Федор Павлович говорит про Ивана: «Иван хвастун, да и никакой у него особой учености нет... да и особенного образования тоже нет никакого, молчит да усмехается на тебя молча,– вот на чем только и выезжает» (14, 158). После разговора с Алешей Иван досадует: «Столько лет молчал со всем светом и не удостаивал говорить, и вдруг нагородил столько ахинеи» (14, 242). Слово становится опасным для личности, желающей остаться отдельной, обособленной, слово чревато оговорками и проговорами, особенно слово надрыва – часто неожиданное для самого говорящего.

В эпической мироориентации слово становится посредником между отъединенными, особенно слово, идущее из души и принимаемое в душу.

Поэтому роман захвачен стихией исповедального и проповеднического слова.

Публичная исповедь перед старцем становится исповедью человека также и братьям своим и наставнику, а не только Богу, где принимающий исповедь – всего лишь передаточная инстанция. Постоянная, непрерывная исповедь старцу становится символом полного единения душ и воль, и формула связи старца с подвизающимся ему та же, что и формула любви. Сравним: «Старец – это берущий вашу душу в свою душу и в свою волю. Избрав старца, вы от воли своей отрешаетесь и отдаете ее ему в полное послушание, с полным самоотрешением.

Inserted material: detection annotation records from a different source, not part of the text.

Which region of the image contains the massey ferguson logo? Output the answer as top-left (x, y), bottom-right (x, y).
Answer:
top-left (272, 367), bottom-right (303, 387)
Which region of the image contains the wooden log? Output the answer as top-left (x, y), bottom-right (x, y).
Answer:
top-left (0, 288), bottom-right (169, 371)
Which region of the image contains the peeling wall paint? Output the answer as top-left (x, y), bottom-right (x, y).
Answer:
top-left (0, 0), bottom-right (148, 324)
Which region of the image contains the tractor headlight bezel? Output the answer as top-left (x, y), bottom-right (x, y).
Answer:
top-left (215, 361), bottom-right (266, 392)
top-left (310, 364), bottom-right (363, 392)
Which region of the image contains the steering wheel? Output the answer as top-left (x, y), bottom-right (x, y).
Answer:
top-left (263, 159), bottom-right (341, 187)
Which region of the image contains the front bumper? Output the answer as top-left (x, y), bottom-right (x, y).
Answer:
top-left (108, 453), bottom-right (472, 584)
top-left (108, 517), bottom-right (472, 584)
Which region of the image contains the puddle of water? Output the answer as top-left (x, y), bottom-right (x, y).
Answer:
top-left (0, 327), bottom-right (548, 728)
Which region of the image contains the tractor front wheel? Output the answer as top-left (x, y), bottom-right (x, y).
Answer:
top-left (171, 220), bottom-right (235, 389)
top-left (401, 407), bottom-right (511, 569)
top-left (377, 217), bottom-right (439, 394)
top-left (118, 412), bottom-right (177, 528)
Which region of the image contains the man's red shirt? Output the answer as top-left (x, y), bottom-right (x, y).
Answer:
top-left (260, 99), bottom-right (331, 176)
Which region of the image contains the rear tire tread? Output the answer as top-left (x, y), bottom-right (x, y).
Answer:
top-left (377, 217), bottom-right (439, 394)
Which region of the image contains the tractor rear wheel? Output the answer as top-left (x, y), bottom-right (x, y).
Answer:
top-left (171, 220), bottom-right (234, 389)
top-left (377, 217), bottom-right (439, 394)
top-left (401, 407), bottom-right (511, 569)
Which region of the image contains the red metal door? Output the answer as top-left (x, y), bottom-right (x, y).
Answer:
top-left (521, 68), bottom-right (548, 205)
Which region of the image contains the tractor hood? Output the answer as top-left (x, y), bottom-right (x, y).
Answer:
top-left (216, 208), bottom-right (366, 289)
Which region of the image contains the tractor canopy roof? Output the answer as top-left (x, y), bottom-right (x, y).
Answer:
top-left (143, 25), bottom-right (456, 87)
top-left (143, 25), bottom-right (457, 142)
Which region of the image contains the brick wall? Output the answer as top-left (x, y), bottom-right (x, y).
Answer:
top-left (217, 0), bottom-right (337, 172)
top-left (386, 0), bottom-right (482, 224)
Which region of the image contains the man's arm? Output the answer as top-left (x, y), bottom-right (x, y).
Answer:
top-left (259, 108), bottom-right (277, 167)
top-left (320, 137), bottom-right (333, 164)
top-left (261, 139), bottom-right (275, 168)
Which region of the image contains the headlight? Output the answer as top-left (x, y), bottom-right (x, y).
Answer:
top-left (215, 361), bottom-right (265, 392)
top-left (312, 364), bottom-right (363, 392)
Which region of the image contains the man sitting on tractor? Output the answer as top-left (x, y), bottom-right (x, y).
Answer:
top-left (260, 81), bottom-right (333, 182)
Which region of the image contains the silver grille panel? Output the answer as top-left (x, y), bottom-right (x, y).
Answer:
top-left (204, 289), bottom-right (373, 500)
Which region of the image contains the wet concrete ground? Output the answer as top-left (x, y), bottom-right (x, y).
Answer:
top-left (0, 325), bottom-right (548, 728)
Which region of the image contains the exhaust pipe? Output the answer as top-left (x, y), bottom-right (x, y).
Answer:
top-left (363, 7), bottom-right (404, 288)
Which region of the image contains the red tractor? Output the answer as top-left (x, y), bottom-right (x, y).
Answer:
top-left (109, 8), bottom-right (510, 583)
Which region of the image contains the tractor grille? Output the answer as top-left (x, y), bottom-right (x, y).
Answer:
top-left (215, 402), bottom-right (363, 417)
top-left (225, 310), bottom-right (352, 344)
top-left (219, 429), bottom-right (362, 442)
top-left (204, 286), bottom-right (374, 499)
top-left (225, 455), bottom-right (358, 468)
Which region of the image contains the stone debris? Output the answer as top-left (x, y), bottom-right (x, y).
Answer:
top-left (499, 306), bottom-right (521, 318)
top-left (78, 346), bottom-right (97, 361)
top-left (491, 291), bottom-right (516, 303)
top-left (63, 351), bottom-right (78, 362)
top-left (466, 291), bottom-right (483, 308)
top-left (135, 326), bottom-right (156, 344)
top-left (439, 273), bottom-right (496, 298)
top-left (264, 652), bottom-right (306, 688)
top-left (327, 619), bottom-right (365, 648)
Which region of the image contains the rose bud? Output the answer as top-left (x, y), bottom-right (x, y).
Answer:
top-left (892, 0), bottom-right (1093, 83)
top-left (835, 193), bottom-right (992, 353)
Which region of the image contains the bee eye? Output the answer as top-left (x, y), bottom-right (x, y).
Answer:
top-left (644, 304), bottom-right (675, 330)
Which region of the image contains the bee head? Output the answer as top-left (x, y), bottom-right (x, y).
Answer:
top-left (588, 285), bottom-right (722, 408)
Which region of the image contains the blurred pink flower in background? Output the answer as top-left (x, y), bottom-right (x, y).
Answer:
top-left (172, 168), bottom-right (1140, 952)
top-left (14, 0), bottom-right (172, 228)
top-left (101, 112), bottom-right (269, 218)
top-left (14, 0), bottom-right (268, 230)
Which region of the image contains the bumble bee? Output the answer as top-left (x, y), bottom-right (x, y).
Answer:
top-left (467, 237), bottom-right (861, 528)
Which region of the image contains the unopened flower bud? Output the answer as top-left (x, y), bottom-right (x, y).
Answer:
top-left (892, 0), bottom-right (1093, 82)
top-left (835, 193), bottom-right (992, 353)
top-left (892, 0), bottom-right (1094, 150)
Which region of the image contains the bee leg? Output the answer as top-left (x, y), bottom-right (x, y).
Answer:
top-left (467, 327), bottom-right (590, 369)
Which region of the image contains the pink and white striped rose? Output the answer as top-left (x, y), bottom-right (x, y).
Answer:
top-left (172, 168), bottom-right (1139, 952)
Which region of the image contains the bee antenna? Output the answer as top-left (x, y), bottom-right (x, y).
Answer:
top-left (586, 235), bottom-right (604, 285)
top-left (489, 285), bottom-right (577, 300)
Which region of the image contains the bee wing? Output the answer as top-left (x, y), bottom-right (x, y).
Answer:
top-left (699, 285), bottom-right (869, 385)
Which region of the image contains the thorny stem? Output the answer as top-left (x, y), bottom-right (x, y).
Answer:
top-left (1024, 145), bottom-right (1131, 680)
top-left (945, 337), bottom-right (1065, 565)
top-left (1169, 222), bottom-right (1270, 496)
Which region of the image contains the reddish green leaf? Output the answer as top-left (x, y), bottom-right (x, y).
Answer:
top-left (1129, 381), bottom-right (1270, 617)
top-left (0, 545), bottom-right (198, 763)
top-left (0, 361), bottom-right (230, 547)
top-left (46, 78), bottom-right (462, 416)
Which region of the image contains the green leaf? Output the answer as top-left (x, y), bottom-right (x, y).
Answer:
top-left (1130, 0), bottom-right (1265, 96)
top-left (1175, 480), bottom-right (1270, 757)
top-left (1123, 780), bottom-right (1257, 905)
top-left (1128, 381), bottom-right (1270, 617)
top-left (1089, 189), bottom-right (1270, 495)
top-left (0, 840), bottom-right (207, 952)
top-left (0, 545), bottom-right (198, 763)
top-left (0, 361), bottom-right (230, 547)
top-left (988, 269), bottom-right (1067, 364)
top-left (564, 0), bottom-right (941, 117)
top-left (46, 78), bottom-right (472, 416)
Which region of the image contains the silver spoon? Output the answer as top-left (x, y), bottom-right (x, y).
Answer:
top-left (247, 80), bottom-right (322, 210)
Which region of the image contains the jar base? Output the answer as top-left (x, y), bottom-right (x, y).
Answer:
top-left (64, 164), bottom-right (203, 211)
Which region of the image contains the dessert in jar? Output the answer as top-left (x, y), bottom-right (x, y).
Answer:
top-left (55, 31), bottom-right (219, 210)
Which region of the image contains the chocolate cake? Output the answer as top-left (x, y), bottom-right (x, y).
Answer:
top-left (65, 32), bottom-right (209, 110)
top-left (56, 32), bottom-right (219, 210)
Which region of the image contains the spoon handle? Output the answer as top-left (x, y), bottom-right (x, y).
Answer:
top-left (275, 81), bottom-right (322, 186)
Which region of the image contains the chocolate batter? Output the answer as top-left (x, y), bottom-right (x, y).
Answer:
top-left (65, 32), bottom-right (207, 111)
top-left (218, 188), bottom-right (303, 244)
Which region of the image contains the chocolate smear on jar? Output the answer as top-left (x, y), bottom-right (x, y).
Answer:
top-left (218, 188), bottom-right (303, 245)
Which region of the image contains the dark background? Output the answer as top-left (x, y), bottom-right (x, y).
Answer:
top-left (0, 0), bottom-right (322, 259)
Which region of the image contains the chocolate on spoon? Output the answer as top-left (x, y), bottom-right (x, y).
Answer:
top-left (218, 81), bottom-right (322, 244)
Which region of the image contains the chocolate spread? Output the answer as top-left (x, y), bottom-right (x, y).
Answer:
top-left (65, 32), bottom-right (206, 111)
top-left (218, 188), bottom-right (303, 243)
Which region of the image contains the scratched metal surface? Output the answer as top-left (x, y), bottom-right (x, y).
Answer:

Этот искус, эту страшную школу жизни обрекающий себя принимает добровольно в надежде после долгого искуса победить себя, овладеть собою до того, чтобы мог, наконец, достичь, через послушание всей жизни, уже совершенной свободы, то есть свободы от самого себя, избегнуть участи тех, которые всю жизнь прожили, а себя не нашли» (14, 26). А вот Митя говорит о своей любви к Грушеньке: «И томит она меня, любовью томит. Что прежде! Прежде меня только изгибы инфернальные томили, а теперь я всю ее душу в свою душу принял и через нее сам человеком стал!» (15, 33). Стихия объединяющего слова, общение с «милыми сердцу» так органичны эпику, что старец Зосима учит и проповедует до последних минут своей жизни. «Столько лет учил вас, и, стало быть, столько лет вслух говорил, что как бы и привычку взял говорить, а говоря, вас учить, и до того сие, что молчать мне почти и труднее было бы, чем говорить, отцы и братия милые, даже и теперь при слабости моей»,– пошутил он, умиленно взирая на толпившихся около него» (14, 148). Эпику, привыкшему к беспрерывному общению с «братьями», тесно в границах собственной души, «выход» же за пределы происходит именно в слове. См., например, Алешину проповедь у Грушеньки: «Алеша проговорил все это в неудержимом порыве сердца. Ему надо было высказаться, и он обратился к Ракитину. Если б не было Ракитина, он стал бы восклицать один» (14, 321).

На продолжении этой цитаты можно наглядно объяснить невозможность оставаться при анализе эпики в границах только эпики, а при анализе эпика – в границах только эпика. Ведь для «братства» нужно хотя бы два брата, эпика существует на связи человека и человека, человека и мира. Но в романном мире второй очень редко оказывается открытым, готовым к единению, желающим его.

«...Ракитин поглядел насмешливо, и Алеша вдруг остановился» (14, 321). Поэтому анализ «идеала» романа все время происходил на стыке собственно эпики и эпиков с «отъединенными», с теми, для кого еще не закончился «период всеобщего уединения».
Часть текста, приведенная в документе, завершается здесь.